Moon trees are trees grown from 500 seeds taken into orbit around the Moon on the Apollo 14 mission in 1971. After the flight the seeds were sent to the southern Forest Service station in Gulfport, Mississippi, and to the western station in Placerville, California, with the intent to germinate them. Nearly all the seeds germinated successfully, and the Forest Service had some 420 seedlings after a few years. Some of these were planted alongside their Earth-bound counterparts, which were specifically set aside as controls. After over forty years there is no discernible difference between the two classes of trees. Most of the “Moon trees” were given away in 1975 and 1976 to many state forestry organizations, in order to be planted as part of the nation’s bicentennial celebration. Since the trees were all of southern or western species, not all states received trees.
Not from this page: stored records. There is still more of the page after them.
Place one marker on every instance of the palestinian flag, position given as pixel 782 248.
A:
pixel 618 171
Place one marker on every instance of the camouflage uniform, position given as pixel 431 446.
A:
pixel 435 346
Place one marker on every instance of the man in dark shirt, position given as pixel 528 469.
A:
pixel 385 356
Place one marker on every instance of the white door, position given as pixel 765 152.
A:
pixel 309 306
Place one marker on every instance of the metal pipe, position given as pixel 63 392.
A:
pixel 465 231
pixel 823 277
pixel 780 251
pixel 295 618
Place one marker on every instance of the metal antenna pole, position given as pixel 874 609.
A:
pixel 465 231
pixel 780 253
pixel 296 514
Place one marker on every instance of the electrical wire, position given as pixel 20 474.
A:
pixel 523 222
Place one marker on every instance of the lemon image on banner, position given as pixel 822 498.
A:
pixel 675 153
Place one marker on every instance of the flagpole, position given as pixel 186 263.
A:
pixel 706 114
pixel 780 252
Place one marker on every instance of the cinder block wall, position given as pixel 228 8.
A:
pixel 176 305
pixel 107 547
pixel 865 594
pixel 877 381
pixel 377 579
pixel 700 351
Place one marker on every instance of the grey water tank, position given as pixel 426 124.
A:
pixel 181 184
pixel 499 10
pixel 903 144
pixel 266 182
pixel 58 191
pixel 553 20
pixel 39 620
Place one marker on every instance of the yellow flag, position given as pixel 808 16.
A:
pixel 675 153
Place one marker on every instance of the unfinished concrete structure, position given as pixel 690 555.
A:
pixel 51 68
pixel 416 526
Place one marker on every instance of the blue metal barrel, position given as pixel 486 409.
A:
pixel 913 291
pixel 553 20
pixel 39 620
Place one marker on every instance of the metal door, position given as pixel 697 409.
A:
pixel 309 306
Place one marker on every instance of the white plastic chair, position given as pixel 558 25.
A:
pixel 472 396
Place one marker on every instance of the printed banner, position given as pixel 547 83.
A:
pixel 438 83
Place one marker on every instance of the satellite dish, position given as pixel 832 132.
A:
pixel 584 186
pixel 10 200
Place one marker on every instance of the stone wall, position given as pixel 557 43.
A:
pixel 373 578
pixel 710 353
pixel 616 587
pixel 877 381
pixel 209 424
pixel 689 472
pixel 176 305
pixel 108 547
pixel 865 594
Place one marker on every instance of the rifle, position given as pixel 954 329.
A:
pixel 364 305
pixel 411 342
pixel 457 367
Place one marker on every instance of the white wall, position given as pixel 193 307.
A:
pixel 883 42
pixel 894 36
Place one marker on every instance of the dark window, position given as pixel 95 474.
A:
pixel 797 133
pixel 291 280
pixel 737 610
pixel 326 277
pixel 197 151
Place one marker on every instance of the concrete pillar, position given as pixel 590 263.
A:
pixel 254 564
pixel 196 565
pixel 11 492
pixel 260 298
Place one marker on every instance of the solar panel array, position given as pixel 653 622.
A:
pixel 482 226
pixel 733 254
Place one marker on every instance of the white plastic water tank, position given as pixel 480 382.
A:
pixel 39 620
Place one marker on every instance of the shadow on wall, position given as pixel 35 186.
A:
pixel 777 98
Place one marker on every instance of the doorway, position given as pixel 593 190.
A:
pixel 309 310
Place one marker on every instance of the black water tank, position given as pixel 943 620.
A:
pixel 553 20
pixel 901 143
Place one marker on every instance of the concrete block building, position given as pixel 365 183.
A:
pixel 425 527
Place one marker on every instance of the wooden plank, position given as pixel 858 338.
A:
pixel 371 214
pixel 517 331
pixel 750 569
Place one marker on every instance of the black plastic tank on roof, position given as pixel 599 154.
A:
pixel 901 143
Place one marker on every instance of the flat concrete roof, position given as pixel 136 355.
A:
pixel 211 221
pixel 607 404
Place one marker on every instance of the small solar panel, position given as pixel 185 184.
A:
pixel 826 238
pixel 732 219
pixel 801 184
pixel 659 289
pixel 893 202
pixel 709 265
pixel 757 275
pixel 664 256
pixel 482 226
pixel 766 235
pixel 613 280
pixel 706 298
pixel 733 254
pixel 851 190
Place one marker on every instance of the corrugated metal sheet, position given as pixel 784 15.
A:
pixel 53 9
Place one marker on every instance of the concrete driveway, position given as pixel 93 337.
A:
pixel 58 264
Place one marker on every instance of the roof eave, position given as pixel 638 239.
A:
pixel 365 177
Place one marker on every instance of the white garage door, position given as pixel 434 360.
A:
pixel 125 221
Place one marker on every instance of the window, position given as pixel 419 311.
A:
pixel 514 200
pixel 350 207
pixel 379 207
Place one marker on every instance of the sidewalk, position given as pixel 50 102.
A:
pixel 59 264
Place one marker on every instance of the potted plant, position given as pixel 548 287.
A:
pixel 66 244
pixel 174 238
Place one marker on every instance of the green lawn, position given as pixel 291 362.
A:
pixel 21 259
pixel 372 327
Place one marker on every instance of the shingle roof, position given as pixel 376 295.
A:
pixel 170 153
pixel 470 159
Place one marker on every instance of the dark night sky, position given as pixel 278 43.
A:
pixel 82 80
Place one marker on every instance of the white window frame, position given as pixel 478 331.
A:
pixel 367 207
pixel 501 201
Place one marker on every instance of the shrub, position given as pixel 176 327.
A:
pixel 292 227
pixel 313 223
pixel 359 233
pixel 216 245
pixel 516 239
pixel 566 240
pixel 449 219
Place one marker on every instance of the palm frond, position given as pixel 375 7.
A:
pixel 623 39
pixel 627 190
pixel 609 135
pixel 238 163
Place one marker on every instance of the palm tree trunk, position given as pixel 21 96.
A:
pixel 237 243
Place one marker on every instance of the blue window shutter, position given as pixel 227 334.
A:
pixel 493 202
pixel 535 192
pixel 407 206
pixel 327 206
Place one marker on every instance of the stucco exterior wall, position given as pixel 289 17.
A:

A Loblolly Pine was planted at the White House, and trees were planted in Brazil, Switzerland, and presented to Emperor Hirohito, among others.

Second-generation trees, grown from Moon Tree seeds, are sometimes known as Half-Moon Trees and are also growing around the world. One such Half-Moon Tree calls NASA’s Marshall Space Flight Center in Huntsville, Alabama, its home as it stands outside a building that played a key role in development of the Saturn V rocket that launched the Apollo 14 mission.

As NASA and its international, industrial, and academic partners prepare to return humans to the Moon as part of the Artemis program, understanding the effects of deep space on plant growth is critical – a foundation the Apollo 14 mission help lay. Astronauts on the Moon and Mars will be too far from Earth for regular resupply missions carrying fresh food, so they must be able to grow their own.